I like your undead graft idea. From which book do you have the effects of the undead grafts e.g. a undead heart, undead limb?

Does the mayor with undead heart get a half-undead template?
 

Jürgen Hubert said:
If the PCs can't be relied on to stay alive to provide consistancy to a campaign, you need some good arch villain to tie everything together. Great some big threat looming in the background - and don't let the PCs meet him until the climax of the campaign! Instead focus on his schemes and henchmen, and how your PCs can interact with them and (hopefully) thwart them.

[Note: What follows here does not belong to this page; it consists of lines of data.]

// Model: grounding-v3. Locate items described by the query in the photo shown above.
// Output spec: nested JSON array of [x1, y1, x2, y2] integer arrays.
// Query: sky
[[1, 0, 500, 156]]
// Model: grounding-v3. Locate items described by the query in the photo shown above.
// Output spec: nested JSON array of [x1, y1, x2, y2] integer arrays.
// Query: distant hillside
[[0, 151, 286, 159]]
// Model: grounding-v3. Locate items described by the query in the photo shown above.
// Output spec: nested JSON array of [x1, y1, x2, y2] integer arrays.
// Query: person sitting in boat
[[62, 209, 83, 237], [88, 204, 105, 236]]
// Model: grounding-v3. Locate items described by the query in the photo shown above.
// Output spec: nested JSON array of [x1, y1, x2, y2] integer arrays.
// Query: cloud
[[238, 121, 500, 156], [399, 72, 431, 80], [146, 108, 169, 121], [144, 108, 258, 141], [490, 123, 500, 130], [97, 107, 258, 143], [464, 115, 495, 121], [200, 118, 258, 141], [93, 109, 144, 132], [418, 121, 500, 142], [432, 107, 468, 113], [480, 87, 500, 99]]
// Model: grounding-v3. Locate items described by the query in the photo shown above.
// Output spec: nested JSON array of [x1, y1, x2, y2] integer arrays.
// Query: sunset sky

This way, even if some individual PCs die, the campaign can continue and have a common theme...
Your idea have a side effect.
If the PCs are constantly threatened by a constant force (the arch villain and his henchmen) they will stay together. This can be good but I dislike mastering a group of PCs who perhaps dislike each other and stay only together because of the constant threat.
 

I rely on two things:

Lots of uber-cool bad guys. Come on, who doesn't like coming up with bad guys? Crazy princesses with a sadistic streak, necromancers who need fresh souls, ambitious viziers and foul demonologists, bad guys are good. Er. Anyway, have LOTS of bad guys. Lots of really TOUGH bad guys. And keep 'em busy. They don't sit around waiting for heroes to come after them -- they've got things to do, souls to crush, nations to subjugate. If the heroes don't come after them, bad things will happen. And since they're so tough and so busy, they'll have plenty of minions to deal with pesky adventurers, so your PCs will have to hew their way through large sets of mooks -- and by the time they've gotten the first bad guy, the others will start paying a little more attention...

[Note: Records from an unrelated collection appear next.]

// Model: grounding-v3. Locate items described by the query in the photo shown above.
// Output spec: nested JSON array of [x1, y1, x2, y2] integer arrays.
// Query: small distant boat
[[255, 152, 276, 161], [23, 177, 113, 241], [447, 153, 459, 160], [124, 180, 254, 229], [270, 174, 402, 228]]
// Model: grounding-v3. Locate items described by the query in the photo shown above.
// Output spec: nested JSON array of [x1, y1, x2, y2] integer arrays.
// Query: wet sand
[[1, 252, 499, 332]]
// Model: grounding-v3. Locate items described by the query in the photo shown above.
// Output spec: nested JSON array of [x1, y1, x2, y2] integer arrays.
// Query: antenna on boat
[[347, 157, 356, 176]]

Cool stuff. I know I said your bad guys should be cool, and they should, but in a way they're a subset of the vast amount of cool stuff your campaign should contain. The great thing about cool stuff is it's so easy to generate. Just decide what you think is cool and put it in. Ruined jungle temples? Sure. Flickering rifts in the sky that lead to other worlds? Rock on. Talking penguins? Whatever you like. Stuff your campaign with all the cool stuff you can think of, and then whenever you get tired of what's going on right now, pull out your list of cool stuff and bingo, you've got half-a-dozen adventure ideas.
 

Arrgh! Mark! said:
One one point - one poster mentioned simply to let the players have free control of where they go. I tried this, in my homebrew world with moderate success - some enjoyed the ability to find adventure, some found themselves without purpose and bored, so I've resolved not to do such at least with this party in the future. Still, it's probably good advice for another group :D
This advice is only for creative players or players who want to explore the world besides the adventures, players with PCs who want to leave their mark in that world.

Not every player is such a player :) One of my former players play only PCs who are workoholics. These PCs do not have any interest besides adventuring. Without an adventure the player does not know what to do.

IMC every player has to write a background for his PC. I will use the information of these backgrounds in my adventures. I totally agree with Hand of Evils action/reaction rule.

I also like the idea to give the PCs hobby and other skills (crafts), so they can have a life besides adventuring during a rest from adventuring.